J’ai commencé à l’écrire en Urss, cet été… Mais je ne tiens pas trop à parler de cet épisode. Le public, ou soi-disant tel, qui a déserté en masse quand je chantais Le Déserteur… Je n’en ai pas voulu aux communistes de m’avoir entraîné dans cette galère. Ils ont été naïfs et moi j’ai suivi.
Jusque-là. ç’avait été une belle fête, ce Festival de la Jeunesse à Moscou, plus belle encore que la cérémonie de clôture des jeux Olympiques de Los Angeles.
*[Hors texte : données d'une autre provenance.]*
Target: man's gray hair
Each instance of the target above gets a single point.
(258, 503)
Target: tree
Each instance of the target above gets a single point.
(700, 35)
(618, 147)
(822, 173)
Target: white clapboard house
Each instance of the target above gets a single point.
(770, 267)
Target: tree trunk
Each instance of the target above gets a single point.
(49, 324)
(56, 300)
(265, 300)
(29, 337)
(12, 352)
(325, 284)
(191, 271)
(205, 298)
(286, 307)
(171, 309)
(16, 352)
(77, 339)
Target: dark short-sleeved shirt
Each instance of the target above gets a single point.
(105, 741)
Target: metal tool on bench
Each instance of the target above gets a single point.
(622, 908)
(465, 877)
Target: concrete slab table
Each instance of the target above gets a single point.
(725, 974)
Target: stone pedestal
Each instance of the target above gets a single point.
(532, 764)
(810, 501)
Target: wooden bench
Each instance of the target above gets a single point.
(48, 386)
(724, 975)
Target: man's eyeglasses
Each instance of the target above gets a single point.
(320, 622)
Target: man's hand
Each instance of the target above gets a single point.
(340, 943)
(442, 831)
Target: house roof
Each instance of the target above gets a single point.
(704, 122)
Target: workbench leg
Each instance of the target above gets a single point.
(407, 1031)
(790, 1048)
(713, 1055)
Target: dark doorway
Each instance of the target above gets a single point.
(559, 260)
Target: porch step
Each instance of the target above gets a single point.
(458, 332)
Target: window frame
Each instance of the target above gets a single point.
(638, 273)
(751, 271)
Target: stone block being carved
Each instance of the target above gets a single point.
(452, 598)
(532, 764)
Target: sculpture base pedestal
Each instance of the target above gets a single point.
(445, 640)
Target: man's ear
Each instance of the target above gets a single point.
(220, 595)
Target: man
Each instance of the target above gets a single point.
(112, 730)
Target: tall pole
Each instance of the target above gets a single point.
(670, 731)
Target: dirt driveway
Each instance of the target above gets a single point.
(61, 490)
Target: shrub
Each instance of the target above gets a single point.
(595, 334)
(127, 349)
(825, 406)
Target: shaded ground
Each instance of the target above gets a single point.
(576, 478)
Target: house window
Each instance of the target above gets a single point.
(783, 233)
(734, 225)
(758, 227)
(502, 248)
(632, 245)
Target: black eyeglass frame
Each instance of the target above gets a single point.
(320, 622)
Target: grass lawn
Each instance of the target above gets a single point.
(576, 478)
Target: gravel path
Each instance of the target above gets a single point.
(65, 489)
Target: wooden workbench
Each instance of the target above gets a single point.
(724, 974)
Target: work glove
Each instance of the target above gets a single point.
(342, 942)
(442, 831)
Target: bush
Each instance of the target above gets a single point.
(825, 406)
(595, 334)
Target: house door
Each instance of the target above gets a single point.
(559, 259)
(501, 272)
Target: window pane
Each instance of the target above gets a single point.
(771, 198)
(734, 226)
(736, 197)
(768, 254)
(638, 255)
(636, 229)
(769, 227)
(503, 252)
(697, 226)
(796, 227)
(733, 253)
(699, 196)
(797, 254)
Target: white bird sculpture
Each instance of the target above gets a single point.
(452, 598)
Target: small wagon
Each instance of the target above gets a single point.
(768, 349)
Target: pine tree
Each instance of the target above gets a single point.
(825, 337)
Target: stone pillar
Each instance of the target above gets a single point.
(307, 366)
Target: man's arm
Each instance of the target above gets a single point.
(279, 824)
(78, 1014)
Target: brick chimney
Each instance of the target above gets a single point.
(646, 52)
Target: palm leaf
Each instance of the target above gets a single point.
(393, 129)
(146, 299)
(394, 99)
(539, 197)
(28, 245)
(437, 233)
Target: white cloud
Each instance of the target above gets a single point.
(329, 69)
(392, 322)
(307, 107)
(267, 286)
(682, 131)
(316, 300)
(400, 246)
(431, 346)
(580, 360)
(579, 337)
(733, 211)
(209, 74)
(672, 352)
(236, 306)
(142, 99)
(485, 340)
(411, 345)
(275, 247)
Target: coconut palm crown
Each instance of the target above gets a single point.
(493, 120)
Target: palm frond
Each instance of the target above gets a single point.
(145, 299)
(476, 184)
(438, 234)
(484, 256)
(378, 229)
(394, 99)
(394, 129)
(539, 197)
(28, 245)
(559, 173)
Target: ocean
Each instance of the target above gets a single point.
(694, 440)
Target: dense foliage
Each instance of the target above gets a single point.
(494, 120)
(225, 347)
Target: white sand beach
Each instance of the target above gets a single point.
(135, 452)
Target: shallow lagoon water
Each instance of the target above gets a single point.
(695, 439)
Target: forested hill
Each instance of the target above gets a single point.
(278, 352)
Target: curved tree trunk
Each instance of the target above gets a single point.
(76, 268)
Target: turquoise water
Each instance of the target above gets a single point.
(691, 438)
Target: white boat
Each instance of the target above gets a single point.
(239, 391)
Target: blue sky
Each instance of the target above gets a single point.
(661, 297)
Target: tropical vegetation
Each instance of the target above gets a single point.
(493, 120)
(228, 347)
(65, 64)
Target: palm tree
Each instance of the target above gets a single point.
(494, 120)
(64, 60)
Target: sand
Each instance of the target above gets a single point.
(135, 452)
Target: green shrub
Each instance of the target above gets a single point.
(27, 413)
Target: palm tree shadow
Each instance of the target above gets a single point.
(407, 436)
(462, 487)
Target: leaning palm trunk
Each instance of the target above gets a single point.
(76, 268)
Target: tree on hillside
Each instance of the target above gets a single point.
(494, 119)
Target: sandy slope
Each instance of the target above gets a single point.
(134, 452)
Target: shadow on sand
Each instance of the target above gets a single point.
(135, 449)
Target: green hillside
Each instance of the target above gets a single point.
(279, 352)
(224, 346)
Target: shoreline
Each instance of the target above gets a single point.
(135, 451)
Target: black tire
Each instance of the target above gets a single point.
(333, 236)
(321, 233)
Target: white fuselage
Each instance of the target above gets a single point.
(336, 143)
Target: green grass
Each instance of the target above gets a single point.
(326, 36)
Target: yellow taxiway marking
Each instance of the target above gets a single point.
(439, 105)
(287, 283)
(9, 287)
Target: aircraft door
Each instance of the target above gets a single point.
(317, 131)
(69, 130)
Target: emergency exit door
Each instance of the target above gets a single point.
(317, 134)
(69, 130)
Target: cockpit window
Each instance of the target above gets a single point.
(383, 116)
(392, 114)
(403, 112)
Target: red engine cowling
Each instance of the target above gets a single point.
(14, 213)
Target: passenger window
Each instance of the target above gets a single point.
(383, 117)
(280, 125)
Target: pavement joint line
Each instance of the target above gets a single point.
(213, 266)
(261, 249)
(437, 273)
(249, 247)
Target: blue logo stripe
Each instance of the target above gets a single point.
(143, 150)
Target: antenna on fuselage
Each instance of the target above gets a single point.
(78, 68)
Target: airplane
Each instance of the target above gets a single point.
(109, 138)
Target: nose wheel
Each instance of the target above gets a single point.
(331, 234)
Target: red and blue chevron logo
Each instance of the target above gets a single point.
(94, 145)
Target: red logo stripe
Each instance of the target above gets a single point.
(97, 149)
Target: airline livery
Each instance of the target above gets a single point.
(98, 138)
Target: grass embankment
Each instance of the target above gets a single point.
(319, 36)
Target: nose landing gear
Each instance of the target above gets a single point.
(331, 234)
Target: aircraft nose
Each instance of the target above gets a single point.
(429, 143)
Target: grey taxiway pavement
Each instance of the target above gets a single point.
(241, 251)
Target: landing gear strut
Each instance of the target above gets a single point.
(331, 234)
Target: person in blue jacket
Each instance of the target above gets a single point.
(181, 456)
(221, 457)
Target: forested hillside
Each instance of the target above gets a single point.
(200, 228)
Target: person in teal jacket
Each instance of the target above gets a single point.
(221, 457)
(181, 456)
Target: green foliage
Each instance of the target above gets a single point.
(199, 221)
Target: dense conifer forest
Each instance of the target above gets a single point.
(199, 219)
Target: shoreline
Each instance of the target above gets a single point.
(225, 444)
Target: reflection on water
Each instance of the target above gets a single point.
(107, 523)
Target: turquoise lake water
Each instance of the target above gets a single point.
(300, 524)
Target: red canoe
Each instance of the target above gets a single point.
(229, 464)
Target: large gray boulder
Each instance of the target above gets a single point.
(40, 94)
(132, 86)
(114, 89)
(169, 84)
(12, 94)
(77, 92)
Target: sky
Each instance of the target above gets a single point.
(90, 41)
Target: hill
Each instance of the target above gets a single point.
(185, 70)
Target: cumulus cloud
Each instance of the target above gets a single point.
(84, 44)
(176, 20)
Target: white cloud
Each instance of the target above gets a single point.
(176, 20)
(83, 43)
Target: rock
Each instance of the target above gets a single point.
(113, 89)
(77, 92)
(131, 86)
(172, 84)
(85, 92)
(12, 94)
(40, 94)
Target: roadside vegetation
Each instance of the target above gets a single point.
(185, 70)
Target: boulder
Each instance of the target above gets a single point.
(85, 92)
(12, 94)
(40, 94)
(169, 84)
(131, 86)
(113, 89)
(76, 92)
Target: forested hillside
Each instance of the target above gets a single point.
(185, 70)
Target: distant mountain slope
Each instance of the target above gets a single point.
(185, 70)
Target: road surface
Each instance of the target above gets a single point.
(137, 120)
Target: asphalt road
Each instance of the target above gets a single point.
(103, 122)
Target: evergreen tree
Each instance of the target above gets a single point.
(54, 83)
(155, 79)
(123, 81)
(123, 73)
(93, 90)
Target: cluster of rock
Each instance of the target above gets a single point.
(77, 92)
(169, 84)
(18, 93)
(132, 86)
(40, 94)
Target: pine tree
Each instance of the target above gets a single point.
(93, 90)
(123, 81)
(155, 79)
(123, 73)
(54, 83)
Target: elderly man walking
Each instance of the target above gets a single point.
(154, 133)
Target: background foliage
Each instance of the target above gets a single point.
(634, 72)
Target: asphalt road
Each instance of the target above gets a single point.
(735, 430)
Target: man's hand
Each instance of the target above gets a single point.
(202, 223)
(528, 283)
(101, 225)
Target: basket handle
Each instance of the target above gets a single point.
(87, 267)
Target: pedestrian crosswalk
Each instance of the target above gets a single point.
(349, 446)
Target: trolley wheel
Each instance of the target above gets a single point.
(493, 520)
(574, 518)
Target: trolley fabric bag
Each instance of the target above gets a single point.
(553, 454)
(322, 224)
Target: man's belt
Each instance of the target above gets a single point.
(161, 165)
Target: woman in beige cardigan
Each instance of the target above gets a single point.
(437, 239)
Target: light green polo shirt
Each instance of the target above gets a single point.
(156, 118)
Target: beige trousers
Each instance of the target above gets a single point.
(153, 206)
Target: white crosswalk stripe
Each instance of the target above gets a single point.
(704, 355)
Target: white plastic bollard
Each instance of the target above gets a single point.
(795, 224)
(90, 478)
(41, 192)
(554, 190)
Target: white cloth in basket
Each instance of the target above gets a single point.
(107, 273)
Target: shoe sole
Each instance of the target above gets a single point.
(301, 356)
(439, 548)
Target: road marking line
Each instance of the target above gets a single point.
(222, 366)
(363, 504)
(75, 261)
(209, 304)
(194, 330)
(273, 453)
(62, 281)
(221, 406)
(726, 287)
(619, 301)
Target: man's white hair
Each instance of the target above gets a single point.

Je me suis peut-être un peu fourvoyé en allant chanter dans un pays en guerre contre l‘Afghanistan… Mais quand je vais enregistrer à Los Angeles, je ne fais pas de déclaration sur la politique américaine au Nicaragua… Si je ne devais travailler que dans des démocraties pures, je chanterais en Laponie. Et encore.
— Vous vous êtes senti récupéré ?
— Si le Rpr me demande de chanter pour des ouvriers en grève, je le ferai. Non. je ne me sens pas récupéré. Mais je réfléchis avant de parler, maintenant. J’ai des propos naïfs.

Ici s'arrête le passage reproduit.